Janza threw back his head and laughed. The laughter surprised Jerry — he'd expected retaliation. Instead, Janza stood there utterly relaxed, hands on his hips, amused.

And that was when Jerry saw them. Three or four of them emerging from bushes and shrubbery, running, crouched, keeping themselves low. They were small, pigmy-like, and they moved so swiftly toward him that he couldn't get a good look at them, saw only a smear of smiling faces, smiling evilly. More coming now, five or six others, slipping into view from behind a cluser of pine trees, and before Jerry could gird himself for a fight or even raise his arms in defense, they were swarming all over him, hitting him high and low, tumbling him to the ground as if he was some kind of helpless Gulliver. A dozen fists pummeled his body, fingernails tore at his cheek and a finger clawed at his eye. They wanted to blind him. They wanted to kill him. Pain arrowed in his groin — somebody had kicked him there. The blows rained upon him without mercy, with no let-up, and he tried to curl up and make himself small, hiding his face but somebody was pounding his head furiously, stop, stop, another kick in his groin and he couldn't hold down the vomit now, it was coming and he tried to open his mouth to let it spray forth. As he threw up, they let him go, someone yelled "Jesus" in disgust and they withdrew. He could hear their gasps, their running feet receding although somebody stayed behind to kick him again, this time in his lower back, the final sheet of pain that drew a black curtain over his eyes.

Chapter Thirty-Two

Sweet, sweet in the dark, safe. Dark and safe and quiet. He dared not move. He was afraid that his body would come loose, all his bones spilling out like a building collapsing, like a picket fence clattering apart. A small sound reached his ears and he realized it was himself, crooning softly, as if he were singing himself a lullaby. Suddenly, he missed his mother. Her absence formed tears on his cheeks.
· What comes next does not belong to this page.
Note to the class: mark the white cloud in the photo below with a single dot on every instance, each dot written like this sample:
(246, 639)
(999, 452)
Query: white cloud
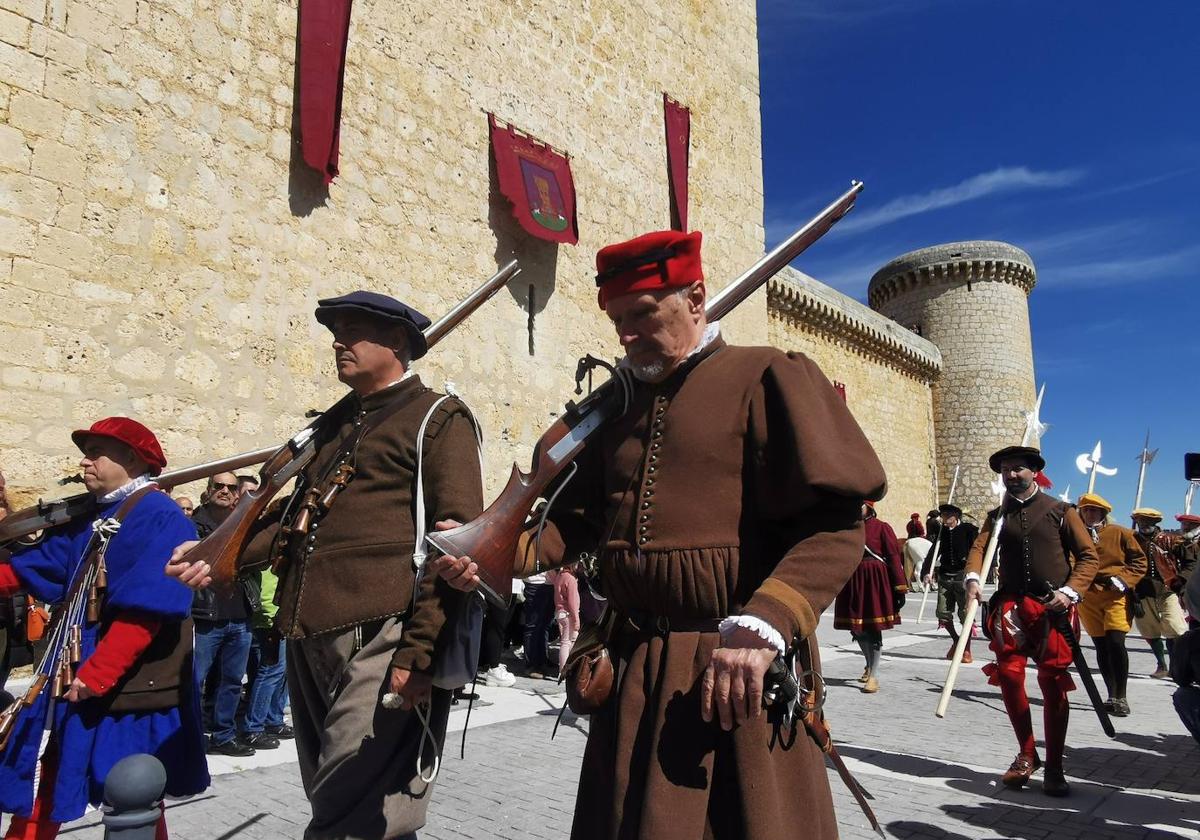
(1001, 180)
He hadn't cried at all from the beating, had lain there on the ground for a few moments after the brief blackout, and then had dragged himself up and made it agonizingly to the locker room at school, walking as if on a tightrope and one misstep would send him hurtling into depths below: oblivion. He'd washed himself, cold water like liquid fingernails inflaming the scratches on his face. I won't sell their chocolates whether they beat me up or not. And I'm not a fairy, not a queer. He had stolen away from the school, not wanting anyone to witness his painful passage down the street to the bus stop. He kept his collar up, like a criminal, like those men in newscasts being herded into court. Funny, somebody does violence to you but you're the one who has to hide, as if you're the criminal. He shuffled to the back of the bus, grateful that it wasn't one of the crowded school buses but a maverick bus that appeared at odd hours. The bus was full of old people, old women with blue hair and big handbags and they pretended not to see him, sailing their eyes askew from him as he stalked to the rear of the bus, but their noses wrinkled as they caught the smell of vomit when he passed. Somehow, he'd made it home on the jolting bus, made it to this quiet room where he now sat, sun bleeding low in the sky and spurting its veins on the den window. Dusk moved in. After a while, he took a warm bath, soaking in the water. Then he sat in the dark, quiet, letting himself mend, not stirring, feeling a dull ache settle in his bones now that the first waves of pain had moved away. The clock struck six. He was glad that his father was on the evening shift, at work until eleven. He didn't want his father to see him with these fresh cuts on his face, the bruises. Make it to the bedroom, he urged himself, undress, curl into cool sheets, tell him I came home sick, must be a virus, twenty-four hour flu, and keep my face hidden.